Les signes de fragilisation du marché de l’emploi sont là et vont peser sur les négociations salariales et le niveau des salaires à l’embauche. Parmi ces alertes, la division par près de deux du rythme des créations nettes d’emplois entre les 2èmes trimestres de 2023 et de 2022. Cette modération s'est déjà retrouvée dans les chiffres du chômage. Sa décrue s'est stoppée et, avec plus de 2,8 millions de chômeurs en France métropolitaine en juillet dernier, il se situe à son plus haut niveau depuis le début de l'année.
Moins de croissance pour générer des emplois
La « job machine » devrait en outre connaître d'autres ratés. Traditionnel indicateur avancé de l'état de santé du marché du travail, l’emploi intérimaire recule depuis 2 trimestres maintenant. De leur côté, les licenciements se maintiennent à très hauts niveaux et de plus en plus de contrats sont rompus pendant la période d’essai.

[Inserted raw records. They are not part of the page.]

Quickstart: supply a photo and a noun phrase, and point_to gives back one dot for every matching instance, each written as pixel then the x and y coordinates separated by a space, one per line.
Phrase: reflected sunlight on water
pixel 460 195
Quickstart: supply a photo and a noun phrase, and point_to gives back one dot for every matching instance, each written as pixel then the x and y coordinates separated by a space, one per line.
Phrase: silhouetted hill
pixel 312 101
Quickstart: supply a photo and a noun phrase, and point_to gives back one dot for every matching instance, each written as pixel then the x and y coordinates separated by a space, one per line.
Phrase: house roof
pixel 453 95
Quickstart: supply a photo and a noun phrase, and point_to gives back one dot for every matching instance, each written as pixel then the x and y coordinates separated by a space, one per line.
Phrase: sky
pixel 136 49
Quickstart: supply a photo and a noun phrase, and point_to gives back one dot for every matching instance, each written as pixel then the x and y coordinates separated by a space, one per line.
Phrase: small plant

L’autre signe avant-coureur de la cassure à venir réside dans la trajectoire prise par les intentions d'embauche : qu'elles concernent les CDD de plus d'un mois ou les CDI, l'orientation ne pousse pas à être optimiste pour la fin de l'année et, à plus long terme non plus, la progression de l’activité devenant trop lente. Le lien entre croissance et emploi s'est certes distendu à la sortie de la crise de la Covid avec une productivité du travail en considérable recul par rapport à 2019. En d'autres termes, il a fallu moins de croissance pour générer des emplois, notamment en France.
Inversion des rapports de force employeurs/employés
Toutefois, certains facteurs spécifiques devraient s'effacer et permettre à la productivité de se redresser : c'est le cas notamment du bond spectaculaire du nombre d'apprentis, dont la productivité est inférieure à la moyenne, qui est maintenant derrière nous ; idem concernant l'embardée post-Covid de l’absentéisme. Résultat, la dynamique du marché du travail va recoller au cycle économique. Il faut donc s'attendre à des créations d'emplois trop faibles d'ici la fin de l'année pour absorber la hausse de la population active avant d'entrer en 2024 dans une phase de destruction d'emplois. Le nombre de chômeurs et le taux de chômage vont donc remonter et le rapport de force entre employés et employeurs devrait de la sorte s'inverser de nouveau.
La conséquence sur les rémunérations du personnel déjà en place ne se situe pas en bas de l’échelle. L’indexation, même retardée, du SMIC aux prix dans un contexte d'inflation persistante va alimenter sa hausse comme celle des minimas conventionnels. C'est d'ailleurs la principale explication de l'augmentation actuelle du salaire mensuel de base à ce détail près : il progresse moins vite que le SMIC et l'écart se creuse. Bref, l'inflation a partiellement été répercutée dans les augmentations annuelles pour les catégories socioprofessionnelles dont les rémunérations sont les moins directement accrochées au SMIC alors même que les salariés étaient en position de force. Les professions intermédiaires et plus encore les cadres sortent perdants de la situation avec ce bémol toutefois pour ces derniers : ce sont aussi eux qui ont le plus profité du versement massif de la prime de partage de la valeur fin 2022.
Vers des prétentions salariales revues à la baisse
Le refroidissement de la conjoncture replace ainsi les employeurs en position plus favorable pour négocier avec un double impact : il n'y aura pas ou très peu de rattrapage de l'inflation passée dans les augmentations salariales à venir et les entreprises seront moins généreuses sur la prime du partage de la valeur.
Pour les nouveaux entrants sur le marché du travail, cela veut dire des prétentions salariales revues à la baisse. C'est déjà le cas dans l'hôtellerie, l'immobilier. La température retombe aussi dans des secteurs jusqu'alors en surchauffe comme la finance, le conseil, l'audit et même l'informatique (au-delà de certains profils spécifiques). Pas de doute, 2024 ne s'annonce pas sous les meilleurs auspices pour les salariés.